X_train, X_test, y_train, y_test = train_test_split(X, y,
                                                    test_size=0.25,
                                                    random_state=31)

print(f'size of training data: {X_train.shape}')
print(f'size of testing data: {X_test.shape}')

## Fit your Linear Regression Model

In [None]:
from sklearn import linear_model
from sklearn.metrics import mean_squared_error, r2_score

#create the model
LR_model = linear_model.LinearRegression()

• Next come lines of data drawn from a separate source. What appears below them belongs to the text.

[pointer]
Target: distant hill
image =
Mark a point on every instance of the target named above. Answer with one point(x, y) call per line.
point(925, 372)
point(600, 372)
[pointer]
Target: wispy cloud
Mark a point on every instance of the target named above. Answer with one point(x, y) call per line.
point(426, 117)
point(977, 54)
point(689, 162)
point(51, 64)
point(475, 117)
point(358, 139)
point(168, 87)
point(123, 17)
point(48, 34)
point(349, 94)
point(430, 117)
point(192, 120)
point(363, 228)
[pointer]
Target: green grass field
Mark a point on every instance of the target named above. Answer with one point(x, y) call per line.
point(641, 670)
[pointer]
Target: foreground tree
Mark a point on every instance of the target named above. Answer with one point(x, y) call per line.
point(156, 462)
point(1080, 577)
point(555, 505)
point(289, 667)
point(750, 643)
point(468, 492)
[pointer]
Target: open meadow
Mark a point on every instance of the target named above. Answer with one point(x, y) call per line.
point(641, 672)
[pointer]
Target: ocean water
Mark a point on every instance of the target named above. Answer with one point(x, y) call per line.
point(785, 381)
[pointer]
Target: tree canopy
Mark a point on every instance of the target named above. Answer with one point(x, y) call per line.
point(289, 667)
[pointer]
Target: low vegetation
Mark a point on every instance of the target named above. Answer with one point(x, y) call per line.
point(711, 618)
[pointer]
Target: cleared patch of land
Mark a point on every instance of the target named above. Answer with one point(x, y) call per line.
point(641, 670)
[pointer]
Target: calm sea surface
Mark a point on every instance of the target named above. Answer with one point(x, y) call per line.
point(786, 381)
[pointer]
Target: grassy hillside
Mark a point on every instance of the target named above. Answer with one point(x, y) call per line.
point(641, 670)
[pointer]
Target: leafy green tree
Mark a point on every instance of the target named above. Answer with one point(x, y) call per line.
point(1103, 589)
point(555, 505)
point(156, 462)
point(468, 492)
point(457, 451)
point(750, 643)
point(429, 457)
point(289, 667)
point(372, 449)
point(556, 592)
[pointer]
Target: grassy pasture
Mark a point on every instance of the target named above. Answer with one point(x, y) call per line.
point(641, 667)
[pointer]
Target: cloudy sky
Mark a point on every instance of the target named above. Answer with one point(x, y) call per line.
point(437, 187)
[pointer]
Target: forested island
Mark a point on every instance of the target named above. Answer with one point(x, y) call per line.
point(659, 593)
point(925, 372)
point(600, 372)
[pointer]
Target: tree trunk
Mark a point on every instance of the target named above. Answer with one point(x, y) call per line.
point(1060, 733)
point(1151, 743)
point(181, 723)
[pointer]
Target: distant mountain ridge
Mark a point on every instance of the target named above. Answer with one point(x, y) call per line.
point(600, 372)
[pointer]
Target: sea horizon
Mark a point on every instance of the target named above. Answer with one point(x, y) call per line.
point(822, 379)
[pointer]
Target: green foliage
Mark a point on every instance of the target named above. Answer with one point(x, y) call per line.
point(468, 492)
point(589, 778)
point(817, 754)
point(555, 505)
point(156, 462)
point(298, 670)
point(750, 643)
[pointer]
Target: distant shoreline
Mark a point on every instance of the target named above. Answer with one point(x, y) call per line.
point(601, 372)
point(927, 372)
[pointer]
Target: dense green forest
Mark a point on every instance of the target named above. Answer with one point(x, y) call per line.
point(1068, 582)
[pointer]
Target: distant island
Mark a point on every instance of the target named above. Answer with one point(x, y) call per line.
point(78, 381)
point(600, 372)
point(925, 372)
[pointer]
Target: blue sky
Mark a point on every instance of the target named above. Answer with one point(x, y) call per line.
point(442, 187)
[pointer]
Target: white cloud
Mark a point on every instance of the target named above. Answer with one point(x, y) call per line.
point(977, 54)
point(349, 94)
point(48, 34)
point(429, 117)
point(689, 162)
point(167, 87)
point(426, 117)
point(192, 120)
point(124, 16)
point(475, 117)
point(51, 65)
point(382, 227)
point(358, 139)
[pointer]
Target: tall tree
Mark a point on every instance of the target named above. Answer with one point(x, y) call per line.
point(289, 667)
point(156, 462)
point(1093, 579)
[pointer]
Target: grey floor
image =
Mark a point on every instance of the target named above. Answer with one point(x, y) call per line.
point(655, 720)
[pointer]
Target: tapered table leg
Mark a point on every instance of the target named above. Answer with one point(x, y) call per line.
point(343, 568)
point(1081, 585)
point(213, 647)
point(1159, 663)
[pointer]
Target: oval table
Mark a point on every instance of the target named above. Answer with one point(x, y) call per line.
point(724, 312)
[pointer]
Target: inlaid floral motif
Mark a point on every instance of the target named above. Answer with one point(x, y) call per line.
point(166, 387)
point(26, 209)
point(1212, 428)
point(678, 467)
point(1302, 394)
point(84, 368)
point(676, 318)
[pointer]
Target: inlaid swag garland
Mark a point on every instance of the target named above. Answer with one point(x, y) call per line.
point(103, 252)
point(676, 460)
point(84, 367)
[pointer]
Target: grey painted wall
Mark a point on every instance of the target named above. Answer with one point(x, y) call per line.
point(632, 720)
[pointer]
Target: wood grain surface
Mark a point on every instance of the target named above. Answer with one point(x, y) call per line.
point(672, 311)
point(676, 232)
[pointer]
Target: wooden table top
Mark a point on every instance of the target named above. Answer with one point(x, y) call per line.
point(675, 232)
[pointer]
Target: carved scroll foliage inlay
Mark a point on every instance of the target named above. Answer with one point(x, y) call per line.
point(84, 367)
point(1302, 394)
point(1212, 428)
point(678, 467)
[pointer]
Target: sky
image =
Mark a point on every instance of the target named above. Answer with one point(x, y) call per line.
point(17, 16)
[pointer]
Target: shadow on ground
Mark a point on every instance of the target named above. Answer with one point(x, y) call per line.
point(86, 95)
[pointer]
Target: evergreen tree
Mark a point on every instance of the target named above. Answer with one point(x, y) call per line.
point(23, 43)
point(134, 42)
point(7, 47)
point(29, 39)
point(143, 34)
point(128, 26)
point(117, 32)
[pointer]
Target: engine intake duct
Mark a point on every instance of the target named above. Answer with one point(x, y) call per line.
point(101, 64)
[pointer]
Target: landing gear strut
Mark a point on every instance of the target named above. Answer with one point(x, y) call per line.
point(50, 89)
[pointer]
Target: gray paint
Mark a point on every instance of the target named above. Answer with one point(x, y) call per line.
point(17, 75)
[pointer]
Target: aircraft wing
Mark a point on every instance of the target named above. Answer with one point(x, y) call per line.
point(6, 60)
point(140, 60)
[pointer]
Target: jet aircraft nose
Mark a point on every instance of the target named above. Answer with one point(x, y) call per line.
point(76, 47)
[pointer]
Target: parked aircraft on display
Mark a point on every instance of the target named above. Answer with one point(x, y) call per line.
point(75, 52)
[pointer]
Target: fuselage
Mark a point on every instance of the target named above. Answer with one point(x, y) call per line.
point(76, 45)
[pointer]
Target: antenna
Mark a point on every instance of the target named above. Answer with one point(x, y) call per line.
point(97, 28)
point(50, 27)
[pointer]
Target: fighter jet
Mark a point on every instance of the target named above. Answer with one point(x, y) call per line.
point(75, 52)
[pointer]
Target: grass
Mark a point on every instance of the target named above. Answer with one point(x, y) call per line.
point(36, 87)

# fit your model on the training data
LR_model.fit(X_train, y_train)

# make predictions using the testing set
y_pred = LR_model.predict(X_test)

# Evaluation your ML Model

## Print Evaluation Metrics
- **R Squared:** The % of the variability in the dependent variable that is explained by the independent variables, ranges from 0-1. 1 is the best.
- **Root Mean Squared Error (RMSE):** the measure of the average magnitude of the errors between predicted and observed values in a regression model. It is calculated by taking the square root of the mean of the squared differences between predicted and actual values.

In [None]:
from sklearn.metrics import mean_squared_error, r2_score

# calculate R squared
r2 = r2_score(y_test, y_pred)
print(f'R squared: {round(r2, 5)}')

# calculate RMSE
rmse = mean_squared_error(y_test, y_pred, squared=False)
print(f'Root Mean Squared Error (RMSE): {round(rmse, 2)}')

## Plot Evaluation visualzations

In [None]:
# scatter plot to show actual value vs the models predicted value
# (y actual vs y predicted)
import matplotlib.pyplot as plt

# plot the points on a scatter plot
plt.scatter(y_test, y_pred,
            alpha=0.2, label='Actual vs. Predicted')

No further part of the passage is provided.